Chloroquine resistant falciparum malaria is endemic in Chhattisgarh (as stated in India’s National Anti-Malaria Drug Policy) and MSF advocates for the use of Artemisinin combination therapy (ACT) for its treatment. Within our clinics there is a significant caseload of complicated malaria, with cases of cerebral malaria or related malnutrition referred to our secondary healthcare centre. And in addition to the burden malaria imposes on pregnancy, a lack of established ante and postnatal care in the remote locations in the region has led to a worrying level of maternal mortality (according to Government of India figures Dantewara and Bijapur districts rank as among the worst in the country for access to basic healthcare (Dantewara data sheet)). In response, MSF has recently opened an inpatient mother and child health centre in Bijapur town to encourage safe deliveries and act as a referral hub to those women at highest risk of complicated delivery.
But that is just the tip of a very large iceberg. Skin conditions here are present in myriad varieties from simple scabies to leprosy (India finds its highest concentration of leprosy cases in this state). TB is also widespread and while access to these interior areas is almost impossible for the ministry of health (MoH), MSF runs a DOTS TB and leprosy program in partnership with the government. For TB, in addition to repeated health education, we identify suspected cases and obtain sputum samples, transport them to the MoH lab and if positive, take medication back. Here we identify a DOTS provider and educate and follow up both the patient and provider.

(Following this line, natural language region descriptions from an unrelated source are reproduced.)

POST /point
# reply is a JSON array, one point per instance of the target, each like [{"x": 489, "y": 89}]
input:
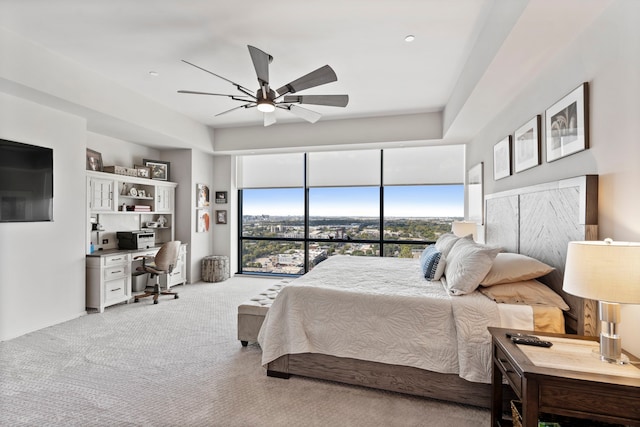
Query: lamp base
[{"x": 610, "y": 341}]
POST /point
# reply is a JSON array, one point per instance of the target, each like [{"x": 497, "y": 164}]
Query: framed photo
[
  {"x": 94, "y": 160},
  {"x": 502, "y": 159},
  {"x": 221, "y": 217},
  {"x": 202, "y": 195},
  {"x": 526, "y": 150},
  {"x": 203, "y": 221},
  {"x": 567, "y": 124},
  {"x": 159, "y": 169},
  {"x": 221, "y": 197},
  {"x": 476, "y": 193},
  {"x": 143, "y": 171}
]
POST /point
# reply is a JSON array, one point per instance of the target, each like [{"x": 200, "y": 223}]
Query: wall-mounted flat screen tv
[{"x": 26, "y": 182}]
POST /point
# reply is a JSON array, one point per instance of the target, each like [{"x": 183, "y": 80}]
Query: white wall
[
  {"x": 42, "y": 279},
  {"x": 607, "y": 56}
]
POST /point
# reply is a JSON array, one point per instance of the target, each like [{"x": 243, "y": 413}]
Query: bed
[{"x": 535, "y": 221}]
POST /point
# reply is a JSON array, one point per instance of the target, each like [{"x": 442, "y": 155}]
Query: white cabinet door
[
  {"x": 101, "y": 194},
  {"x": 164, "y": 199}
]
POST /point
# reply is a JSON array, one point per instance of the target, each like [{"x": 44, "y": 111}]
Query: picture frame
[
  {"x": 159, "y": 169},
  {"x": 221, "y": 197},
  {"x": 203, "y": 221},
  {"x": 475, "y": 192},
  {"x": 502, "y": 159},
  {"x": 527, "y": 141},
  {"x": 567, "y": 124},
  {"x": 143, "y": 171},
  {"x": 202, "y": 195},
  {"x": 94, "y": 160},
  {"x": 221, "y": 217}
]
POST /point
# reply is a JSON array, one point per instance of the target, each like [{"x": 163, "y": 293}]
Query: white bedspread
[{"x": 385, "y": 312}]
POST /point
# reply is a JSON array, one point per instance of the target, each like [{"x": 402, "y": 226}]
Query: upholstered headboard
[{"x": 540, "y": 221}]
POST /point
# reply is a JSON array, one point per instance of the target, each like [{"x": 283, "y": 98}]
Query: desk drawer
[
  {"x": 115, "y": 289},
  {"x": 514, "y": 378},
  {"x": 116, "y": 272},
  {"x": 112, "y": 260}
]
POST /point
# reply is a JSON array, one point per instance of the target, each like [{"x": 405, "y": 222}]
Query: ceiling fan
[{"x": 267, "y": 100}]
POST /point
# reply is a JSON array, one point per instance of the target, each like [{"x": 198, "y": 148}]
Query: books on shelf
[{"x": 138, "y": 208}]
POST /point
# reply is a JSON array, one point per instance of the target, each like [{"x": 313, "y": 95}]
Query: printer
[{"x": 136, "y": 239}]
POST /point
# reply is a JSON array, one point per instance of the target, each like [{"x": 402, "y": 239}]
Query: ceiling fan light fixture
[{"x": 266, "y": 106}]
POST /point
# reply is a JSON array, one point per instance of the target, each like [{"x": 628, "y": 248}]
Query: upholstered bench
[{"x": 251, "y": 313}]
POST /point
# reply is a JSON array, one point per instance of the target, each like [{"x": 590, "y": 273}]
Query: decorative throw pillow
[
  {"x": 510, "y": 267},
  {"x": 432, "y": 263},
  {"x": 530, "y": 292},
  {"x": 445, "y": 242},
  {"x": 467, "y": 265}
]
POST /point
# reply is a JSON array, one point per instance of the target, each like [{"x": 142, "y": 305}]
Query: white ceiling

The successes of this particular program and the number of patients that have finished 6 months of therapy with cure have really surprised me. And while malaria is the most crippling burden the population face, if proof were needed regarding the importance of MSF’s work here, for me it would be seen in the face of the last man to complete his TB treatment, as he smiled and held his weight chart upon which the red felt line just rose and rose.
And now, as my time in India draws to an end, inevitably I look back on the incredible sights and characters that I have seen and met. Leaving MSF is always hard, both regarding the people and the life you leave behind, and the adjustments required for the life you reenter, but more than any other job I have done in my short life, it continues to change me in so many fundamental ways. The world continues to seem a smaller place, and humankind far more alike than most would like to admit. But mostly it’s the happiness in knowing that work like this exists, and that medicine, if you allow it, really is the best job in the world.